Running the simulations; Reporting the results
Now that I have the pool of virtual instances at my disposal, I can use them to run the SDM simulations, time their execution, and report back to the central database. There are typically between 160 and 400 simulations to be done for every computing configuration (cores & memory), so on each node is an inner loop that looks like this:
- Startup script installs git, mysql, and R. Git clones the most recent version of the project repository which has all of the files needed for the computation. R starts execution of the timeSDM.R script which controls the flow of execution for this node.
- RScript queries the central database to ask “I am a compute of x cores and y GB memory, what experiments can I do?”.
- The database responds with a single JSON row that contains all of the necessary parameters to actually run the SDM simulation (spatial resolution, taxon, number of training examples, etc).

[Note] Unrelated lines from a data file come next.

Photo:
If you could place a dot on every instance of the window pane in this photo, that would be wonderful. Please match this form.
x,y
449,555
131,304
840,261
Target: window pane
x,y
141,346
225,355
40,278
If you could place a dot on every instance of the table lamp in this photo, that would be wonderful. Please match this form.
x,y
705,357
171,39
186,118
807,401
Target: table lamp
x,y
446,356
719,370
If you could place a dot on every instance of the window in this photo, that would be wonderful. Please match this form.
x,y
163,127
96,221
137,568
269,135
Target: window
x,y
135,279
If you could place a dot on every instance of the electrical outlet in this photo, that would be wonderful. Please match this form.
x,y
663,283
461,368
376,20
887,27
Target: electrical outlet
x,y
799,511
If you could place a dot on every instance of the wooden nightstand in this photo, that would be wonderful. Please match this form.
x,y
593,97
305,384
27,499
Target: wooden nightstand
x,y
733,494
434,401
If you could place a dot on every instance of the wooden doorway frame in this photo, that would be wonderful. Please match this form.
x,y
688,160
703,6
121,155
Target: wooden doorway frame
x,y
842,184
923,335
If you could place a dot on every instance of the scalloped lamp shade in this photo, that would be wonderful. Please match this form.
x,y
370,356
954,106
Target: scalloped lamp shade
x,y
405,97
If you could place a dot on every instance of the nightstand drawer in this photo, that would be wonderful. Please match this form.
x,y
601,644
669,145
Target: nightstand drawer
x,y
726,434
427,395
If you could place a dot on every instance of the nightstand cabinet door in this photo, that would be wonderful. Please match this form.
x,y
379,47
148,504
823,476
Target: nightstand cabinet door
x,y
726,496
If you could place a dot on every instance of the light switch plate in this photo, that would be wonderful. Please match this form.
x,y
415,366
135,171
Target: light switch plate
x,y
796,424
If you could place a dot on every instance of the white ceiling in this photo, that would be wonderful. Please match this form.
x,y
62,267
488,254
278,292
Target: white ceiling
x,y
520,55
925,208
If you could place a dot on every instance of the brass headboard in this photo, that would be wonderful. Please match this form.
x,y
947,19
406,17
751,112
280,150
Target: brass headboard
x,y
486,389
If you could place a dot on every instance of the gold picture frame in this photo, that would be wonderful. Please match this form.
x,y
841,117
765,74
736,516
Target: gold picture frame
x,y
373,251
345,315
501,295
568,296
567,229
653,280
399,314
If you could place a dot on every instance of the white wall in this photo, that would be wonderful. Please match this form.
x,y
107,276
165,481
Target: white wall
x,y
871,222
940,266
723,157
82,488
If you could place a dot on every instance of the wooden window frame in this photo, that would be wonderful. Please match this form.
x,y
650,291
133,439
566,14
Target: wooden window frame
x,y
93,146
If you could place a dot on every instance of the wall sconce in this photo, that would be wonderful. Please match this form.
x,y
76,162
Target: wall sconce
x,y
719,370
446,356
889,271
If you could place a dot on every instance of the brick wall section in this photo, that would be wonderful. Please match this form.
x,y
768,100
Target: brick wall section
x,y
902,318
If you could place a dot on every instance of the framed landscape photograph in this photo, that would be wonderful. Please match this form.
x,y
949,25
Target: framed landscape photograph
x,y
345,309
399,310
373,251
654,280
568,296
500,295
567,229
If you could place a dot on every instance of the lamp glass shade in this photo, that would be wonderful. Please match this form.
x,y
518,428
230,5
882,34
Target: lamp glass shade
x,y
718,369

- RSCript parses the response and loads the correct set of variables, then runs the SDM model.
- Fit the model (fitTime)
- Project the model to AD 2100 (predictTime)
- Evaluate accuracy (accuracyTime)
- Return overall time, fitTime, predictTime, accuracyTime, and several measures of accuracy
- RScript reports results back to the database.
- Repeat until no experiments that are not “DONE” remain to be completed by a computer of this number cores and amount of memory.
If an instance gets shut down due to preemption (or my incompetence) a shutdown script will be fired. This script records in the database that the experiment was cut off (INTERRUPTED) at some point before successful completion, and that it should be completed again in the future.
Managing virtual infrastructure
Because Google charges you by the minute as you use their servers, and because I have to do a lot of different experiments and don’t have that much time do them, it is ideal to automatically tear down the servers and start a new pool as soon as one computing configuration has finished. So, while the computing nodes are doing their computing thing, the MasterNode is doing this:
- Repeated polling every 30 seconds:
- MasterNode used the API to ask the database “What percentage of the experiments in this group have been completed?”
- The database responds with a percentage (“DONE” / total)
- If the percentage is 100%, everything has been completed, so MasterNode will use
gcloudto delete the individual server instances, the instance group pool the they are part of, and the template used to create the instances. After this, only the Master Compute Node server with the database on it still remains in my pool of Google resources.
- Repeat. Configure and build a new pool of instances for the next memory/cores combination.
This method so far works pretty well. Sometimes, the shutdown scripts don’t actually fire (there are known bugs), and so I have one or two experiments that are continuously marked as “STARTED”. This is a problem for the MasterNode, because the database will continuously report something link 99.75% complete, but will never reach 100%. When this happens, I need to go in and manually mark the session as closed and the experiments as INTERRUPTED, and then the normal flow of execution can continue. So I have to remain watchful, but I don’t have to do everything.